Публицист камня на камне не оставил от достижений современной цивилизации, и ему трудно возразить. Но что же будет с миром, который к тому же не однороден? Что говорят о будущем философы?
Явилась новая теория «единого постиндустриального общества», которое должно возникнуть в ходе конвергенции, то есть сближения, когда капитализм в своем развитии приобретет черты социализма – и наоборот. Этой теории нельзя было отказать в определенной логике, но мне – что называется, с потрохами погруженному в глубины социализма со всеми его перекосами в политике и экономике – такая конвергенция казалась фантастической. Однако с добровольным мучеником, листающим «Вопросы философии», никак не согласился бы Бжезинский, по мнению которого США являются примером первой страны постиндустриального общества, принявшей эстафету от старой Европы и наследующей ее цивилизаторскую роль.
Этот изящный вывод основывался, должно быть, на недавней истории. Еще в начале ХХ века, после Первой мировой войны, Освальд Шпенглер провозгласил закат европейской цивилизации, что было вполне объяснимо, ибо Европа переживала кризис: разруху и нищету. Но тогда еще никто не подозревал, что всего через каких – нибудь два десятка лет на нее обрушатся несравнимо более тяжкие испытания: невиданные по масштабам ужасы массового истребления людей и гигантские разрушения в ходе Второй мировой. Европа вновь залечила раны, но бжезинские отказывают ей в цивилизаторской роли. Оно, может, и так, но вместо нее–то кто? Провозглашены два наследника, два устоя биполярной системы мира: США и СССР – цивилизации, которые несут в себе, соответственно, черты Запада и Востока.

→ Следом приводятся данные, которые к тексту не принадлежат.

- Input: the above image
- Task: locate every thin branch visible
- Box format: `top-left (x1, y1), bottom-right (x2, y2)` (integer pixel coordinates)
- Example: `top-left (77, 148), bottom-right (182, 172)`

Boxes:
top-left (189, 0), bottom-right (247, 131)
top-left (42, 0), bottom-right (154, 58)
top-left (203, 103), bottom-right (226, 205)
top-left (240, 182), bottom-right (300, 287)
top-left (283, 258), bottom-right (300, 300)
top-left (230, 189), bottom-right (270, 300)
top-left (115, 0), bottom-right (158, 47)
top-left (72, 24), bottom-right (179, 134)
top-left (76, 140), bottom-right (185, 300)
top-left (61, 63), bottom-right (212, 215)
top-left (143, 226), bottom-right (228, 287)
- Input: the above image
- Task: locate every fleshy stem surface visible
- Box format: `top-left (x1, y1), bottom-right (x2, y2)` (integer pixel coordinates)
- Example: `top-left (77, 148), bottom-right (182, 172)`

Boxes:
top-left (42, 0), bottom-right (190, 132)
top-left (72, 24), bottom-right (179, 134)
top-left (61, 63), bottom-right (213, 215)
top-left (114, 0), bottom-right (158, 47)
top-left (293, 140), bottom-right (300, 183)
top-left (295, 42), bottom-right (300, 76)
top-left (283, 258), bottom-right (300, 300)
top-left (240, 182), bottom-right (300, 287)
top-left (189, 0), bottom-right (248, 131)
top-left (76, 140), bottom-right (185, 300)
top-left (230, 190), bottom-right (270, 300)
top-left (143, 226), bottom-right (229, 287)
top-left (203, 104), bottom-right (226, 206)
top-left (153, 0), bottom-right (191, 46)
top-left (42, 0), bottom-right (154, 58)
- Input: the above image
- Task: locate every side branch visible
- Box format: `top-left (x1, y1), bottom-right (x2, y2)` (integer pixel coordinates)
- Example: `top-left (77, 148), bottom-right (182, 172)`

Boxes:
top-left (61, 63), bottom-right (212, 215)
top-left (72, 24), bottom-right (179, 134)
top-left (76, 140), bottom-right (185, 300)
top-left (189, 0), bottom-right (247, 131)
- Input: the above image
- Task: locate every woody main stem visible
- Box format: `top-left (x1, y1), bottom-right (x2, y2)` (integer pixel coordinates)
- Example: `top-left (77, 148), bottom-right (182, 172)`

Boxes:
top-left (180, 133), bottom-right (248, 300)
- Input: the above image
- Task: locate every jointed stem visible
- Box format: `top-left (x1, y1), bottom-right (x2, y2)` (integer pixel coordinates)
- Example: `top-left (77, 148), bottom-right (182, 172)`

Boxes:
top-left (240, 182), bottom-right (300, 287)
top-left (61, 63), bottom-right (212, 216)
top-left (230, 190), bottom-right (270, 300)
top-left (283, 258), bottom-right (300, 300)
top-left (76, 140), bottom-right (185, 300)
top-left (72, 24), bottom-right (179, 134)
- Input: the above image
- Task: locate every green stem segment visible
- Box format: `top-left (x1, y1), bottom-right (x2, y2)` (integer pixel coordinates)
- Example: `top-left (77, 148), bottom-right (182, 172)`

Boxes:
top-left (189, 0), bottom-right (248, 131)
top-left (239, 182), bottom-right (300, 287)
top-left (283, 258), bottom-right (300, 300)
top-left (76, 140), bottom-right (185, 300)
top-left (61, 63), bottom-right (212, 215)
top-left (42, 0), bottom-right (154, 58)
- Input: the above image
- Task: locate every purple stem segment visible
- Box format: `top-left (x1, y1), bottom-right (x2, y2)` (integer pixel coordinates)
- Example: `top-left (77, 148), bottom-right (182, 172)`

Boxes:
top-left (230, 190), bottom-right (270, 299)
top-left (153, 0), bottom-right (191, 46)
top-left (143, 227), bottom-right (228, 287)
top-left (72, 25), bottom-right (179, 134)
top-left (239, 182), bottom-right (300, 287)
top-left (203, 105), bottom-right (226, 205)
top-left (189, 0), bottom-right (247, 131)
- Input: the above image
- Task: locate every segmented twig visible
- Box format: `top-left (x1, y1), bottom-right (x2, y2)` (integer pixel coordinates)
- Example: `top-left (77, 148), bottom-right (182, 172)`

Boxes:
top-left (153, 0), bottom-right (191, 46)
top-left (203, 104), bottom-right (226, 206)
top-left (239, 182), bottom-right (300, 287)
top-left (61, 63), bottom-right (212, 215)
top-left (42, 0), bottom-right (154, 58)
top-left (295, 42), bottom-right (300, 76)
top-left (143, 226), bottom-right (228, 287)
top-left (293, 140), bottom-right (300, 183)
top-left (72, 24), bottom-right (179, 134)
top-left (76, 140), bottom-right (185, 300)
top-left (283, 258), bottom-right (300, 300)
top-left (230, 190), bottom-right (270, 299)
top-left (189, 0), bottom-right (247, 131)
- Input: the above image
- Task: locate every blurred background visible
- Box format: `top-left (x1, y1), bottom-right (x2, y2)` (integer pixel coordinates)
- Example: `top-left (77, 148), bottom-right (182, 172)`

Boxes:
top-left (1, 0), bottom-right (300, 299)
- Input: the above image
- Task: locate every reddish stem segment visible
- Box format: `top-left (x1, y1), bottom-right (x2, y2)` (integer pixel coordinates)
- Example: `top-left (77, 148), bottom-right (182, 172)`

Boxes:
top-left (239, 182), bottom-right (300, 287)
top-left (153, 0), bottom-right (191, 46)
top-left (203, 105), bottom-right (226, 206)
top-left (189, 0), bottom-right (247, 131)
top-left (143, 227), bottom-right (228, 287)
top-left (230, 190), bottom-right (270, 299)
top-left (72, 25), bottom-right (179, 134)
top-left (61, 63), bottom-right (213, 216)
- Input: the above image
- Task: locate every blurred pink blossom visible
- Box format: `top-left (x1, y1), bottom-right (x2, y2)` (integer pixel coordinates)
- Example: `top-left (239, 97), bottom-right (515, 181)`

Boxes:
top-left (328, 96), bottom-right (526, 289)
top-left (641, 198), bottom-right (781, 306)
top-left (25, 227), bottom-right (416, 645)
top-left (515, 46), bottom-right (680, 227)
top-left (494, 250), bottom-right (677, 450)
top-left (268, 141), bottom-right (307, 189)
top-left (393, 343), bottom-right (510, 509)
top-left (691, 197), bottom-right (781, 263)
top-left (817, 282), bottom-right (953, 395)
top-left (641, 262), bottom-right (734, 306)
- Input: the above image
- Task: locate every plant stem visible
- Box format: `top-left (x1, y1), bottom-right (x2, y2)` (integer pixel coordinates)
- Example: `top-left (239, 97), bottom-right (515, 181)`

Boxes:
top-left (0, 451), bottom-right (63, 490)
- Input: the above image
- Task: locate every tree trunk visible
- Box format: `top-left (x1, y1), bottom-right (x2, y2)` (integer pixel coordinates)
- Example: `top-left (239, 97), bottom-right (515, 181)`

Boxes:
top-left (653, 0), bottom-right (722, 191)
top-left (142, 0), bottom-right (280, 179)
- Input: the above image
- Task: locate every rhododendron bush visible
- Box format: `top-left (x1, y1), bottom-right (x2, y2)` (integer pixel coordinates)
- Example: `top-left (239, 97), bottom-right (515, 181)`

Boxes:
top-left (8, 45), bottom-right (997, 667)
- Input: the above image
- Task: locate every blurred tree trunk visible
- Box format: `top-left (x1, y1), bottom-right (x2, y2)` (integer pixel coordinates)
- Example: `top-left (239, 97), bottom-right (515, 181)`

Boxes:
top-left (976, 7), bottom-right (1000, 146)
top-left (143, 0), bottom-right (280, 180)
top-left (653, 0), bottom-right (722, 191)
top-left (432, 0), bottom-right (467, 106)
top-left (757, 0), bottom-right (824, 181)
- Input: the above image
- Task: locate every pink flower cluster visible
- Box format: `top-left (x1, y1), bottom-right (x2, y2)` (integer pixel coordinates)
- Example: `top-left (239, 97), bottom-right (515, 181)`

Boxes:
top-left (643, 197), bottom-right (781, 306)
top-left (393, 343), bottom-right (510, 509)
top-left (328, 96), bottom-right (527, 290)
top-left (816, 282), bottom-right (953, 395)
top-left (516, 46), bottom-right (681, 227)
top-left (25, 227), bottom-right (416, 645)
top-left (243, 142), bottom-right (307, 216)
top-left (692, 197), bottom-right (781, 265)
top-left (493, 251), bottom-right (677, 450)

То есть это надо понимать так, что и впрямь эта великая богатая страна на американском континенте, не слишком глубоко переварив культурные ценности Европы, вознамерилась щедро дарить миру свои концепции и свой образ жизни, например: фрейдизм, выродившийся в примитивный психоанализ, движение хиппи, таблетки ЛСД… А новейшая философия в муках разрешилась выкидышем: Герберт Маркузе, именующий себя марксистом и объявленный в Европе вождем «сердитых студентов», загорелся «гармонически соединить Маркса с Фрейдом». Это было поразительно: даже философия, всюду отличавшаяся независимостью, в Америке не смогла устоять перед модой. И этот марксист Маркузе и вовсе пустился во все тяжкие: объявил марксизм не вполне революционным и, бросив призыв к мировой революции, возложил надежды на маоизм – как на течение, не испорченное западной культурой.